Più complessa è la questione della funzione e dell’effettiva rilevanza delle teorie formali della decisione razionale nell’analisi dei processi decisionali politico-militari. Lo straordinario sviluppo registrato dalla teoria dei giochi nei decenni scorsi ha portato all’introduzione di modelli per i giochi ripetuti e dinamici, rivelatisi particolarmente utili proprio nel campo dell’analisi della politica internazionale e delle questioni di sicurezza. Nonostante ciò Ragionieri evidenzia il limite maggiore della teoria: gli assunti di tipo lineare sui comportamenti sociali, che non consentono di trattare i meccanismi di retroazione, l’auto-condizionamento risultante dai processi percettivi e cognitivi e gli effetti sistemici tipici, come anche evidenziato sia da Diodato e Gori che da Accame, dei processi d’interazione strategica.

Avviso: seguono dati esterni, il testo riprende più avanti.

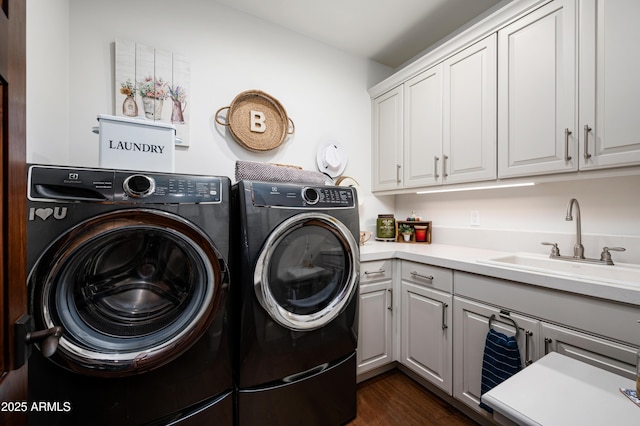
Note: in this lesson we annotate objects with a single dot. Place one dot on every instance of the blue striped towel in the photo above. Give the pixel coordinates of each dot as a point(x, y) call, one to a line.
point(501, 360)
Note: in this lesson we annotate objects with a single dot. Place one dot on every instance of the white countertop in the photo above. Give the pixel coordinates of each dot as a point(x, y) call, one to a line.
point(466, 259)
point(558, 390)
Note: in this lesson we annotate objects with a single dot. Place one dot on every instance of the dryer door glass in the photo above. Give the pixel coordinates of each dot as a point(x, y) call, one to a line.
point(131, 290)
point(307, 271)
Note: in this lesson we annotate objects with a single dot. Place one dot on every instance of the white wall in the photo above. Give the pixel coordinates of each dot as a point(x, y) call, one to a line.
point(519, 219)
point(70, 78)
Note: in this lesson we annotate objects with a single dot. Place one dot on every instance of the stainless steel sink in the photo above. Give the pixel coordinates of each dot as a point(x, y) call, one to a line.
point(620, 273)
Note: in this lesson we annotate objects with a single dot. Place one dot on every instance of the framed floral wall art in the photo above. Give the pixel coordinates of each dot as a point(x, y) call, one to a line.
point(152, 84)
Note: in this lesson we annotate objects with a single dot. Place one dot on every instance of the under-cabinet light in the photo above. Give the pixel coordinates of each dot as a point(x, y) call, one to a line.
point(476, 188)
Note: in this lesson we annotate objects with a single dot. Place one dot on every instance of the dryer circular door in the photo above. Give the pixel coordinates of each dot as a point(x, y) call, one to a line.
point(307, 271)
point(132, 290)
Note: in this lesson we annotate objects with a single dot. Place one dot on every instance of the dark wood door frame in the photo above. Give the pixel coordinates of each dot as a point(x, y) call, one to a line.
point(13, 293)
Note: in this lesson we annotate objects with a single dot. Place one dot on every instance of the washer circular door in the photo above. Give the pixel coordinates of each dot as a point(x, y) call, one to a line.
point(132, 290)
point(307, 271)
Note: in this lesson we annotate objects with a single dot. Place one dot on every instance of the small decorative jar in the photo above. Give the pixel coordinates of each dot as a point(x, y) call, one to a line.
point(386, 227)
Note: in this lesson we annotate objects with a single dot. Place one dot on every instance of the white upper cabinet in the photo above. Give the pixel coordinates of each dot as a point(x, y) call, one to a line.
point(469, 114)
point(441, 123)
point(423, 128)
point(536, 92)
point(609, 84)
point(387, 141)
point(539, 88)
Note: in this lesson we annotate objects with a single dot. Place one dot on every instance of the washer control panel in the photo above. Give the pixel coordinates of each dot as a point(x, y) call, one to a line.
point(168, 188)
point(59, 184)
point(302, 196)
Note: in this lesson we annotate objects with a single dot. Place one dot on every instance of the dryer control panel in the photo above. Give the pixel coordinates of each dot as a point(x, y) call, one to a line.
point(302, 196)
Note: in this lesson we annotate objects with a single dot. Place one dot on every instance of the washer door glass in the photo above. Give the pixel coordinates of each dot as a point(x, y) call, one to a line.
point(131, 289)
point(307, 271)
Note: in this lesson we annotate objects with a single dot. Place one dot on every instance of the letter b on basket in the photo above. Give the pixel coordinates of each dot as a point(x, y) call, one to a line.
point(257, 122)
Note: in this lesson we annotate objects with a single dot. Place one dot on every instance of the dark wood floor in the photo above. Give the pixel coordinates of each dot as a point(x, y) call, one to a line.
point(393, 398)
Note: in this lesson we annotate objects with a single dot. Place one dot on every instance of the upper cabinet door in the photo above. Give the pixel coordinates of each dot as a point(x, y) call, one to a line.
point(536, 92)
point(387, 141)
point(469, 115)
point(423, 128)
point(609, 84)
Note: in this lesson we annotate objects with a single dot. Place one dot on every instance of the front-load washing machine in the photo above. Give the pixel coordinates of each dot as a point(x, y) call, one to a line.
point(297, 263)
point(133, 267)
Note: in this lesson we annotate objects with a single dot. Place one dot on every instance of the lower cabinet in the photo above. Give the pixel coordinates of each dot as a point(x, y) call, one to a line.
point(441, 318)
point(375, 329)
point(426, 332)
point(536, 337)
point(471, 321)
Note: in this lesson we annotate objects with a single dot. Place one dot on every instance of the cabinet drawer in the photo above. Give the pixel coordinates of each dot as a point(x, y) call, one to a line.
point(428, 276)
point(378, 270)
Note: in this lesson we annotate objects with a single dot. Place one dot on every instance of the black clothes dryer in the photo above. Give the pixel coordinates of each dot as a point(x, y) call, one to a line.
point(133, 267)
point(297, 269)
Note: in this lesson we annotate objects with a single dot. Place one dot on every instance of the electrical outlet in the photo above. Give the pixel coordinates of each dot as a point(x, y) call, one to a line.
point(475, 218)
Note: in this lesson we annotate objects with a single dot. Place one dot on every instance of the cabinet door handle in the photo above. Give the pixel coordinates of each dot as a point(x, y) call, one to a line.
point(527, 346)
point(444, 316)
point(587, 129)
point(567, 132)
point(417, 275)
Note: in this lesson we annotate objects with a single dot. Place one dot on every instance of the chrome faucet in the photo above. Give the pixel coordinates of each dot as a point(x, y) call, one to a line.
point(578, 248)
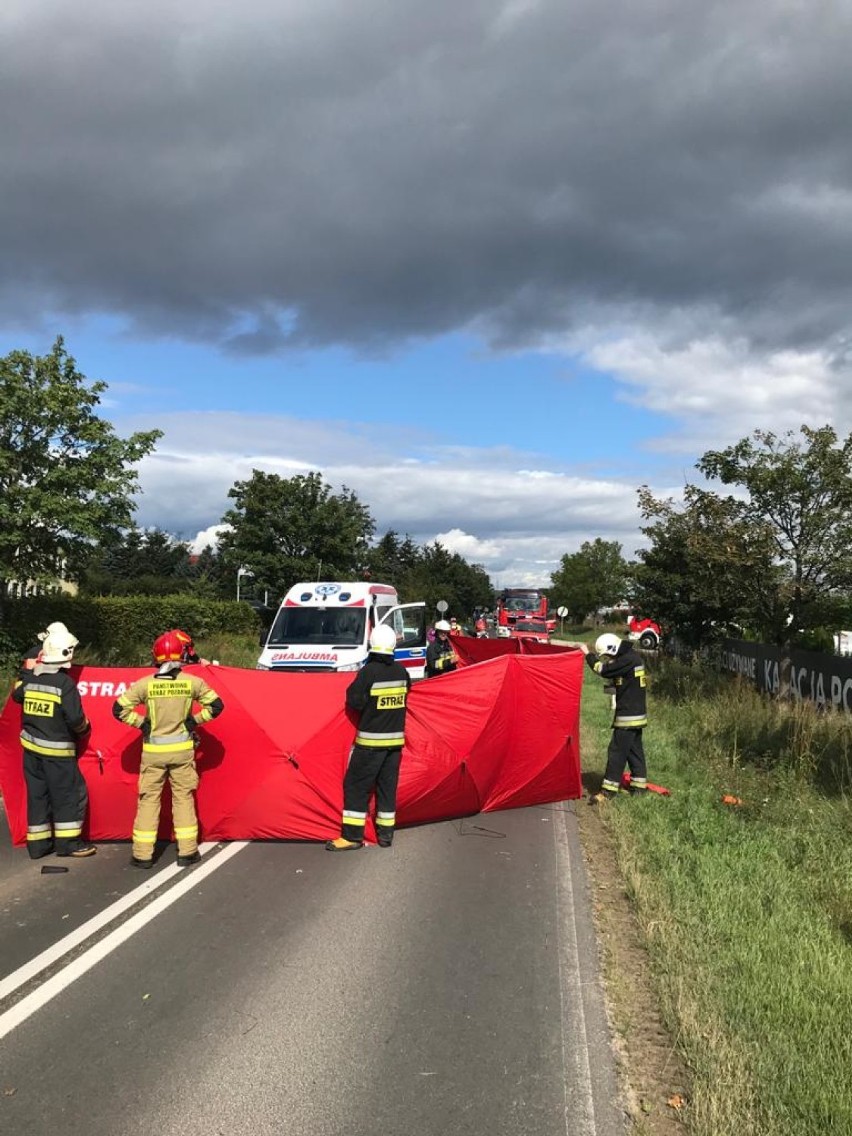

Superare quel limite implica il definitivo abbandono della metafora newtoniana che per almeno due secoli ha dominato il pensiero strategico e le scienze sociali, applicando i risultati delle ricerche più recenti in materia di epistemologia, funzionamento del cervello, intelligenza artificiale, teoria del caos e della complessità. A quei risultati, considerata la rilevanza oggi riconosciuta ai fenomeni di natura non-lineare nella percezione che il soggetto ha di sé e nella sua relazione con la realtà, si richiamano Giorgio Nardone ed Elisa Valteroni nel saggio sull’approccio «costruttivista-strategico» in psicoterapia.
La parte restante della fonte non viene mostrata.